This document defines the security assumptions and trust boundaries of the etcd project.
Automated vulnerability scanners and security researchers MUST evaluate any security concern against these baseline boundaries.
etcd Server is a consistent, distributed key-value storage designed to operate as a secure backend. The baseline security boundaries are structured as follows:
etcd Server assumes it is deployed within a strictly isolated, private network segment. It must not be exposed to untrusted networks or the public internet. Both the etcd Client and the etcd Server reside inside this protected perimeter.
etcd clients communicate with etcd Servers over Port 2379. This boundary requires mTLS encryption.
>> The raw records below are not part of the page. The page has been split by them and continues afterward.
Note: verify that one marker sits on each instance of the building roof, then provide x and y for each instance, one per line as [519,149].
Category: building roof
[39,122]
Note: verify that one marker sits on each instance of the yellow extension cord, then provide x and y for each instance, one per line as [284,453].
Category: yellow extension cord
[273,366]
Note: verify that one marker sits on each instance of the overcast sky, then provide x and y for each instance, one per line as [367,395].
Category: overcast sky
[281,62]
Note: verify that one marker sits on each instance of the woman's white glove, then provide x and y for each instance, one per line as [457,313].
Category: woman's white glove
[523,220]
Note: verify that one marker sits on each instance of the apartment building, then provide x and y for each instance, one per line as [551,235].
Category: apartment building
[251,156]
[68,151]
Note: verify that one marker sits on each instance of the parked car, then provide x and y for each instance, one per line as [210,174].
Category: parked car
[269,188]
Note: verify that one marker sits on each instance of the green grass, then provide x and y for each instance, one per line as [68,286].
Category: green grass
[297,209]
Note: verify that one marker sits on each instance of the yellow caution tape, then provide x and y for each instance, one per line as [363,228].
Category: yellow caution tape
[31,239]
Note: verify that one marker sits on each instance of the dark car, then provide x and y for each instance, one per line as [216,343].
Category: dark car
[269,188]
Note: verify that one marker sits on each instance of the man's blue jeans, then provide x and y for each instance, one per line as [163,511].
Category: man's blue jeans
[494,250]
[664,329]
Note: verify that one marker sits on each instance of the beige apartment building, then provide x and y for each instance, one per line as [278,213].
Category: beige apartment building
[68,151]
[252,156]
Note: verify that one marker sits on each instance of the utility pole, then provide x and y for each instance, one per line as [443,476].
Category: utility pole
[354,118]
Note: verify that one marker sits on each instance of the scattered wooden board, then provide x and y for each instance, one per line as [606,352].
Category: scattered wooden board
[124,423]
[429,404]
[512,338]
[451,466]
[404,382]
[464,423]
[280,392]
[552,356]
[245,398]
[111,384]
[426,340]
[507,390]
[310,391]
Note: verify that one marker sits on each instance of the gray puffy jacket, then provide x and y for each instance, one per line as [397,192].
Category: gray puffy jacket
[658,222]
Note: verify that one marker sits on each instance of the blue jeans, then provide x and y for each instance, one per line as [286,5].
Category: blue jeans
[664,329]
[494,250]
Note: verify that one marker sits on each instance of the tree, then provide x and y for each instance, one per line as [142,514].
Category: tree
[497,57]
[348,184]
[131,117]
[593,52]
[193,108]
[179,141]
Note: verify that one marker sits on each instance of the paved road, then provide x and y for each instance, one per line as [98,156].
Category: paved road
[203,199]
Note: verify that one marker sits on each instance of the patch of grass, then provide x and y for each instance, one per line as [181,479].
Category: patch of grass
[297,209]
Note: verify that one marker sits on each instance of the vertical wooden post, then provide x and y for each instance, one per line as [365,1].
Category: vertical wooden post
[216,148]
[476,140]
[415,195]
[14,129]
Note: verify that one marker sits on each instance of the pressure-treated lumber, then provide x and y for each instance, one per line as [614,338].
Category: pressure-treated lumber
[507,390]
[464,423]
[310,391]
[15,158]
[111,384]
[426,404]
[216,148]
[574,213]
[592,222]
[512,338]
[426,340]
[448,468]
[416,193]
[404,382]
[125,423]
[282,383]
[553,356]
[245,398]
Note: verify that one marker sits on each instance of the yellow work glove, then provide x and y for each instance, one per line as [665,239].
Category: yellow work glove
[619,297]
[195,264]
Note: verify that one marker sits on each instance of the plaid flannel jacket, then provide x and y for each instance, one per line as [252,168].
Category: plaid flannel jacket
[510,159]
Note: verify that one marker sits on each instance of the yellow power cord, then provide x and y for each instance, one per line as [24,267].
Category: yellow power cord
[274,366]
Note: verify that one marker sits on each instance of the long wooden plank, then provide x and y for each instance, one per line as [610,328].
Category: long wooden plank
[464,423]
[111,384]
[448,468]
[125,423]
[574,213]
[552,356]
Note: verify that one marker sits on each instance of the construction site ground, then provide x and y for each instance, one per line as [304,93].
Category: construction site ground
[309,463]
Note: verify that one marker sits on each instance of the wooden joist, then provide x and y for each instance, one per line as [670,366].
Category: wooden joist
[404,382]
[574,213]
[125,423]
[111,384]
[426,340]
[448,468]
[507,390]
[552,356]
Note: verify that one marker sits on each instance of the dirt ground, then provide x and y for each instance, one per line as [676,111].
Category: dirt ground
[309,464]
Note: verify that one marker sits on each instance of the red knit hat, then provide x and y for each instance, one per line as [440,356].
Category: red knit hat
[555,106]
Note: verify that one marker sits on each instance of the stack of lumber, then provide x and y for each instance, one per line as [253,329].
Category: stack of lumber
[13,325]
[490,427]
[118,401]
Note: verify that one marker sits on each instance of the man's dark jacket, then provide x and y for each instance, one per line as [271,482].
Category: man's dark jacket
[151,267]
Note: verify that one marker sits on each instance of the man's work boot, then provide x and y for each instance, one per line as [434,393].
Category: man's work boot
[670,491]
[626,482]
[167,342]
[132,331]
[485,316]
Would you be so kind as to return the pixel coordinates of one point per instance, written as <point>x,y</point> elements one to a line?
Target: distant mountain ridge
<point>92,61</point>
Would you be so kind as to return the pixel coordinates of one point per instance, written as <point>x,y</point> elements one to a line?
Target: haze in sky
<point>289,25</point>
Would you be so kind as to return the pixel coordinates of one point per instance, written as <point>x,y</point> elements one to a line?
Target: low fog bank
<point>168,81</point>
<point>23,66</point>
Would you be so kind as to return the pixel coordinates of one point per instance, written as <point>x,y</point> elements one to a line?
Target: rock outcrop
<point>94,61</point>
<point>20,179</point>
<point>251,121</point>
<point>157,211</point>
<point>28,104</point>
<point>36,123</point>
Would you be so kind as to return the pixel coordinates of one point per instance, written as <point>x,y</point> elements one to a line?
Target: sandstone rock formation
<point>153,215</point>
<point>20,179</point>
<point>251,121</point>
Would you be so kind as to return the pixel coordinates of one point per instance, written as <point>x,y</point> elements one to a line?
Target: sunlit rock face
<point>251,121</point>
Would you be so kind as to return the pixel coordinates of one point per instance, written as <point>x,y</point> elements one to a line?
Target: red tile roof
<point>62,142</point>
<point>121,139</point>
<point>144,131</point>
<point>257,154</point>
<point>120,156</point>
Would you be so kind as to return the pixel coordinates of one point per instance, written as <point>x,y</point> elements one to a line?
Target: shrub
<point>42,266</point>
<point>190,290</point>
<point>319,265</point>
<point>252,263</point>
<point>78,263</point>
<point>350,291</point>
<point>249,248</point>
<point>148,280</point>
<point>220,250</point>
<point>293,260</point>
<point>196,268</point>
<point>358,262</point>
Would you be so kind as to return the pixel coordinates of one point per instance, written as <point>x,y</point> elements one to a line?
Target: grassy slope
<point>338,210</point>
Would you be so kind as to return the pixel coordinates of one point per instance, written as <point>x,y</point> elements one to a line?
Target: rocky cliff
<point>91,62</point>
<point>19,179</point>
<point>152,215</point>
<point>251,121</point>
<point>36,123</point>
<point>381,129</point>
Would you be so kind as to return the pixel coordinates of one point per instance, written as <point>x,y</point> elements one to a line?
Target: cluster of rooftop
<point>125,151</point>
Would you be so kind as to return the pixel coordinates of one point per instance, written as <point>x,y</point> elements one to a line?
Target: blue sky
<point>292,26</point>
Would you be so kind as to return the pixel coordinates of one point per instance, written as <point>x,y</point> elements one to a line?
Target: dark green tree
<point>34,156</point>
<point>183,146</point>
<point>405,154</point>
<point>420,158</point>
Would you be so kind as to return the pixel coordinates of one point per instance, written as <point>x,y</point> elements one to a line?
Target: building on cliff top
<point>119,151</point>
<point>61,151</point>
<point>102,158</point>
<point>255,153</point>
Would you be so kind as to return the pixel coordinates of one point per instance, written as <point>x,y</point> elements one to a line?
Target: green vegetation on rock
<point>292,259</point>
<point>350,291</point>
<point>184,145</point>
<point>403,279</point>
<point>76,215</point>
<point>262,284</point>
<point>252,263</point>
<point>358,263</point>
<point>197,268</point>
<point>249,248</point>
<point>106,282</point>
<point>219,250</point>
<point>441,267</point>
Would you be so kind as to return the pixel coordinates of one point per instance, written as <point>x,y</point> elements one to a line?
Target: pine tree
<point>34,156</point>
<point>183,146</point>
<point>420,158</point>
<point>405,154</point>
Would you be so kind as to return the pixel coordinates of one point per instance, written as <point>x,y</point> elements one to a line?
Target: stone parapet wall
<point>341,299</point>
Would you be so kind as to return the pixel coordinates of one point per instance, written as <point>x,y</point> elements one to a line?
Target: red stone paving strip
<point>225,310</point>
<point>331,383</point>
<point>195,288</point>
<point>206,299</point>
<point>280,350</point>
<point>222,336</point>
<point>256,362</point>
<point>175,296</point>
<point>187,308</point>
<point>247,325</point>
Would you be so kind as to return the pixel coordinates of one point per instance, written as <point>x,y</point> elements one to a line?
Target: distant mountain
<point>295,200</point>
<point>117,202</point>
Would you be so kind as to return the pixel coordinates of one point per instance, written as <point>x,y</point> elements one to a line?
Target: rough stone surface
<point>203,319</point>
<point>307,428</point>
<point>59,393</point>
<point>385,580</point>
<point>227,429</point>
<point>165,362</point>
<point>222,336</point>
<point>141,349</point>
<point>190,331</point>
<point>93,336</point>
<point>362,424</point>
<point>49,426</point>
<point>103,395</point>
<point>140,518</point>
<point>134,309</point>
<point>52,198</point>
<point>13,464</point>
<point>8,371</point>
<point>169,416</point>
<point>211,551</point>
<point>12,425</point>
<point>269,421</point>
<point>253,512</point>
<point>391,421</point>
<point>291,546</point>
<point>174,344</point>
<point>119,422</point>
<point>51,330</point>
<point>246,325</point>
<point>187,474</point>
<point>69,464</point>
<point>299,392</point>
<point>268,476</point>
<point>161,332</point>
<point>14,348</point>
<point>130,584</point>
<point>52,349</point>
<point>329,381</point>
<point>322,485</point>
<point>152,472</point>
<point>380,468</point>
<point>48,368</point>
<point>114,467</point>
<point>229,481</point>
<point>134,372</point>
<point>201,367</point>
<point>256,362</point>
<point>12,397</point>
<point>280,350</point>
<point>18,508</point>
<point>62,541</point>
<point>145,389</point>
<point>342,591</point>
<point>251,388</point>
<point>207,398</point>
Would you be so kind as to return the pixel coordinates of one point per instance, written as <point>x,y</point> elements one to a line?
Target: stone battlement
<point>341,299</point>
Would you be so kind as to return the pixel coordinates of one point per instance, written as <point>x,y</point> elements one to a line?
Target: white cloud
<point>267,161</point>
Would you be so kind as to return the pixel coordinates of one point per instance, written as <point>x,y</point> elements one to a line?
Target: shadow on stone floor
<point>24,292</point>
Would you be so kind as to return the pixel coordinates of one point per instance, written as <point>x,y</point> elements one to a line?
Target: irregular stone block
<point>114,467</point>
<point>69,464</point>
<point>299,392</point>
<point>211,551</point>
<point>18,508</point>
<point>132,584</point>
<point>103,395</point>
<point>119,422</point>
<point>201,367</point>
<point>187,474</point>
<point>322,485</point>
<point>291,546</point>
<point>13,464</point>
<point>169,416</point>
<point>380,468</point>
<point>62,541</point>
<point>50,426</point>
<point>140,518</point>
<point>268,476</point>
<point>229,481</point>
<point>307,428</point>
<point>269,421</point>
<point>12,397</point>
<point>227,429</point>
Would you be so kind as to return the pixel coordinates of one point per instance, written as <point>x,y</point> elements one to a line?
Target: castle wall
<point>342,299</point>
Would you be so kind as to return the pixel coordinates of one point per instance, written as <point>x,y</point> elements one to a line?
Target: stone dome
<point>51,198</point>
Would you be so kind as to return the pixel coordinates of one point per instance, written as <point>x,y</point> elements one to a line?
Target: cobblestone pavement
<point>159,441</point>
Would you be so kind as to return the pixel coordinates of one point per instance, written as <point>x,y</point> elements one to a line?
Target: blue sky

Any client request must prove its identity at the transport layer using client certificates.
etcd Server members communicate with other cluster members over Port 2380 to run Raft consensus. This boundary must be strictly limited to authorized cluster members using dedicated, private peer certificates (mTLS).
etcd Server is compiled as a pure, statically linked Go binary (CGO_ENABLED=0).
It does not dynamically load or link to dynamic system libraries (such as host C libraries or host transport encryption libraries) at runtime.
etcd Server writes data to the local storage subsystem exactly as received from the client. Data protection at rest is a client-side responsibility (e.g., client envelope encryption) or must be managed via disk filesystem encryption.